Film Recommendation of the Week: 'Man Push Cart'

manpushcart2 I don't usually do recommendations of the week; heck often I don't do recommendations at all. But after the exhiliration of wall to wall documentary at the Full Frame Festival, I settled in last night, as I am wont to do, to catch up on a film I know I should have seen earlier, but was watching something else at the time.

Ramin Bahrani's film 'Man Push Cart' is deceptively simple. It's about a man struggling to make a living in America. This struggle prevents him from making a life. He's from Pakistan, and we see the ties that bind his ethnic community - everyone knows each other, but unlike some romanticised visions of immigration ('The Godfather' is an interesting example), they don't always help each other.

Ahmad sells coffee and bagels in Manhattan. People are often friendly to him. Some are not. He used to have family, home, money. Now he doesn't.

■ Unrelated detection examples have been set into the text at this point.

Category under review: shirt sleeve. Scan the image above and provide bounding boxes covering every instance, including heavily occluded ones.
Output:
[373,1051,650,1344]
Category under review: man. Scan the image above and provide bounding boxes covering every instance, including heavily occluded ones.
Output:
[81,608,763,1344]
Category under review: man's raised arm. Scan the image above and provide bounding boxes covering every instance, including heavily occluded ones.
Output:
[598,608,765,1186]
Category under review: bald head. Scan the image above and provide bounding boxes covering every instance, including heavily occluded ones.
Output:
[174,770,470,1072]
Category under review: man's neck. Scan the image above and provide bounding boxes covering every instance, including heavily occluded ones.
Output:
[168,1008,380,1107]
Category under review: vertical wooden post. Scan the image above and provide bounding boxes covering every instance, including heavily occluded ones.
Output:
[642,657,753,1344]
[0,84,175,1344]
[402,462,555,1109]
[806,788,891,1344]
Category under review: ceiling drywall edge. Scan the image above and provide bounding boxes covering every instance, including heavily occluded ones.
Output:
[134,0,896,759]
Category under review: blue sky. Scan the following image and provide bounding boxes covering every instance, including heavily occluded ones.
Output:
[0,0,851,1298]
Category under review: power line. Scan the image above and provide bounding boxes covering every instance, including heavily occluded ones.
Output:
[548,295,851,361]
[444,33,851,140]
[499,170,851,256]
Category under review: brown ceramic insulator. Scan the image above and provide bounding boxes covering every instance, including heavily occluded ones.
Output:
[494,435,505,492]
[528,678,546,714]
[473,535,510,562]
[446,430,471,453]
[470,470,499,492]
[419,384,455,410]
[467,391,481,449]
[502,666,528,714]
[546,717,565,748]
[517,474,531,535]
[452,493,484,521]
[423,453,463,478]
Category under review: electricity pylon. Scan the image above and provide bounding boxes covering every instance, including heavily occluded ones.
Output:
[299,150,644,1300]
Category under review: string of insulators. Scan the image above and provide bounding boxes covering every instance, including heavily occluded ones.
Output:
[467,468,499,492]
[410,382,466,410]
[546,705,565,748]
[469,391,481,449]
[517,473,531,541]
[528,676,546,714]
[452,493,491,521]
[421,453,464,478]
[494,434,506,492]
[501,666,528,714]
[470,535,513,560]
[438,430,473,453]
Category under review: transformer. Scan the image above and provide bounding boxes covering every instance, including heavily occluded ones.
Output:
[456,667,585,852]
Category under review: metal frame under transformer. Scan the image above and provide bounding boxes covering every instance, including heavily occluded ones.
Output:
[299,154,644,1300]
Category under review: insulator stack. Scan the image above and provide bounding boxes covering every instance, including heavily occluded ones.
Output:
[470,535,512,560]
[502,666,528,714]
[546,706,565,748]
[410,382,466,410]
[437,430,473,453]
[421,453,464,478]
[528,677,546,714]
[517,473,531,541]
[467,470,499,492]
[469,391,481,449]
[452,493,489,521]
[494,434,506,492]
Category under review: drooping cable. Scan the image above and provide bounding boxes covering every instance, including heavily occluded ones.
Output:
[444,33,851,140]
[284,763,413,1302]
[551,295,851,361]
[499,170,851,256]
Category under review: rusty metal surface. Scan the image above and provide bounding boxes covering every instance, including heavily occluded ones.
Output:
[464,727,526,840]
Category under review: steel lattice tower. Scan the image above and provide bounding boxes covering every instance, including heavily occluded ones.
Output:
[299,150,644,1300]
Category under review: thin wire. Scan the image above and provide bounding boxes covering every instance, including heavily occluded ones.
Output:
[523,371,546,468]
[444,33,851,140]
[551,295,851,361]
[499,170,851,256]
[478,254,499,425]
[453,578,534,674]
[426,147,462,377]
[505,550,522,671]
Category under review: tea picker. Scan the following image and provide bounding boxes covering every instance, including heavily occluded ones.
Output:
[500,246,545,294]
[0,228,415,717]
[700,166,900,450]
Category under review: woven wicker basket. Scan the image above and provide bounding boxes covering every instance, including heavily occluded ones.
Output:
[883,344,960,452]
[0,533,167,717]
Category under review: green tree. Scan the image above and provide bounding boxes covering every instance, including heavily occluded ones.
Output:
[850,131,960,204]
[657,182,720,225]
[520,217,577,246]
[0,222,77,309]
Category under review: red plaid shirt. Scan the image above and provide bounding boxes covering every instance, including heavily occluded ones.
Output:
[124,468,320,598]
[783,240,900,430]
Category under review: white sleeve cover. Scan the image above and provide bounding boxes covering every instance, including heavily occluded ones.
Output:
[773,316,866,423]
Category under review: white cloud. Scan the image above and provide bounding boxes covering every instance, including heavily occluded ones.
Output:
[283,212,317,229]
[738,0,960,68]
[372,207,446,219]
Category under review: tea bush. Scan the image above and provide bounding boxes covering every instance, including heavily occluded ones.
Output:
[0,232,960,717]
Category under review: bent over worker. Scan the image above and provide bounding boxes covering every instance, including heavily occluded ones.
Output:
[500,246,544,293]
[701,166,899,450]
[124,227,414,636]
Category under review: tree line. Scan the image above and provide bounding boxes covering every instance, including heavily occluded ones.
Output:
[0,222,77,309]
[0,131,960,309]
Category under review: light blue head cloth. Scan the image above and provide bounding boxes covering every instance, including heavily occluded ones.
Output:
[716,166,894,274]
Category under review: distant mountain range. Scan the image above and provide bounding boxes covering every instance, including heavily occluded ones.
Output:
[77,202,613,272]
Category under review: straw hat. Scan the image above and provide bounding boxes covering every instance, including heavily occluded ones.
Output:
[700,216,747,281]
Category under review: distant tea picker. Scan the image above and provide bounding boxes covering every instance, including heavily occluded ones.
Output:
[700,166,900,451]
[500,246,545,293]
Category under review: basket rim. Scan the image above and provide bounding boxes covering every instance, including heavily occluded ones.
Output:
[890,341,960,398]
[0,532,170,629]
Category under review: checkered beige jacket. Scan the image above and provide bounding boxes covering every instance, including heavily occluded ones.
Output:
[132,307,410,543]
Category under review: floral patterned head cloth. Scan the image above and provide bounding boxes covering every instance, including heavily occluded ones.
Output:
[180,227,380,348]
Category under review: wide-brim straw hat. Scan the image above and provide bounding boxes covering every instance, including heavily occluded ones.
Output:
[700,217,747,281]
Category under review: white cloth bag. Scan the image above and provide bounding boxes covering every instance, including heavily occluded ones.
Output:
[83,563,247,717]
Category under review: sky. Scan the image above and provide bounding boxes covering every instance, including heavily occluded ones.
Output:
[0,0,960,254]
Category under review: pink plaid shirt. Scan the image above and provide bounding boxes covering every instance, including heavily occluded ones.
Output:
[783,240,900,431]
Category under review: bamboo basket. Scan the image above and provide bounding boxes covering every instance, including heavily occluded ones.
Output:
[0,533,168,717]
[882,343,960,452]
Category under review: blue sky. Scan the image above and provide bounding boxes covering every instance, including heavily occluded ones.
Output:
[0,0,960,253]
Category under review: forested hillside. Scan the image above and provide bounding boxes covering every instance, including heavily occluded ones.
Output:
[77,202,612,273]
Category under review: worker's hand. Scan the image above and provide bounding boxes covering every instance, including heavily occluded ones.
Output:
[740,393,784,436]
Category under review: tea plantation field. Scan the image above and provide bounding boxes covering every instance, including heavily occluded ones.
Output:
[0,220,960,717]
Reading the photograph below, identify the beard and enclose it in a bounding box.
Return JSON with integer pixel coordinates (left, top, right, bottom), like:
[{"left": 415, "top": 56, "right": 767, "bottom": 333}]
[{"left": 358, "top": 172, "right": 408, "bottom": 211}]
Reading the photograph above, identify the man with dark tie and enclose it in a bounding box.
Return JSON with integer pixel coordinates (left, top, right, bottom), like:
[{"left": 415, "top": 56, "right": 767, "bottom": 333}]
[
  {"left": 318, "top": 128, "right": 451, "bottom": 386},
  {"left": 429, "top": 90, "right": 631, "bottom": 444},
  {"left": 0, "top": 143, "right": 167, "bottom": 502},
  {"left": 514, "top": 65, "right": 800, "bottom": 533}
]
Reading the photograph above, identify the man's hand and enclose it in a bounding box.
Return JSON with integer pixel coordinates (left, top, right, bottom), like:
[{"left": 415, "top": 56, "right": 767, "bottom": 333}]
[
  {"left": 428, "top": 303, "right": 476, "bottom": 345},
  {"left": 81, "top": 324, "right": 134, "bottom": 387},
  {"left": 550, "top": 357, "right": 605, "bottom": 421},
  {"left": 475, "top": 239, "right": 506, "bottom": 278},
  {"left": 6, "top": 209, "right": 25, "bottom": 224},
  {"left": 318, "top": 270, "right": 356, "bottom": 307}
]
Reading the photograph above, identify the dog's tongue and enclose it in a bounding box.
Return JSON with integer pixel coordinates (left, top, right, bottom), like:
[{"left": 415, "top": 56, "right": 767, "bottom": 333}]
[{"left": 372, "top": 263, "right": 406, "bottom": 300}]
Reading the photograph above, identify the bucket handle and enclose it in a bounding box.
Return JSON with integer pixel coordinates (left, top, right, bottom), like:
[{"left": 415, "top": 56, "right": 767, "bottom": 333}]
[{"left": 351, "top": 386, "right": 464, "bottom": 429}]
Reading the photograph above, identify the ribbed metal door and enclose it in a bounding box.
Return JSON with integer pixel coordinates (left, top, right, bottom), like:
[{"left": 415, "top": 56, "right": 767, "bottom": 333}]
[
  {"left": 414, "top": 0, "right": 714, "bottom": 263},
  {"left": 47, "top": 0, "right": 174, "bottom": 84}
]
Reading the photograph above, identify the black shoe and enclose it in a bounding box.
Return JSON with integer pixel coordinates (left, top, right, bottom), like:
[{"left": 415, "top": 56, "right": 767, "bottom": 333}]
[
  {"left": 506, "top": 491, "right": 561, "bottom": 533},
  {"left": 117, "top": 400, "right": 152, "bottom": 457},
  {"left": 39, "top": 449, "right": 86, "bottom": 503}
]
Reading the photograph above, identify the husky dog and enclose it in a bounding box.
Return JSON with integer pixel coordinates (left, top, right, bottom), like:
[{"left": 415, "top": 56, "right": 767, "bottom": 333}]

'Man Push Cart' is so well crafted that it's almost too slick - and there are some potentially unsubtle notes in an otherwise sparse and thoughtful script. But - and this is why it is my recommendation of the week (there may never be another such recommendation, so listen carefully ;-)) - it is a supremely confident piece of early work from a director whom Roger Ebert has just pronounced the 'new great American director'.

It feels like real life.

It starts before we see anything; and the characters live on after the fade out. It doesn't do much more than tell an honest story of struggle - mingling questions of the diversity of US society, the barriers between cultures, and the death-dealing of privatised capitalism vs. communitarianism. If, as my co-host on The Film Talk, Jett Loe has come to believe, 'staged cinema' is dying, 'Man Push Cart' rages against this, because although it is a work of constructed fiction, it feels like a documentary. It doesn't offer anything easy; and challenges us to live more humanely. Given that such a challenge has become one of my litmus tests for the meaning of art, 'Man Push Cart' succeeds where others fear to tread.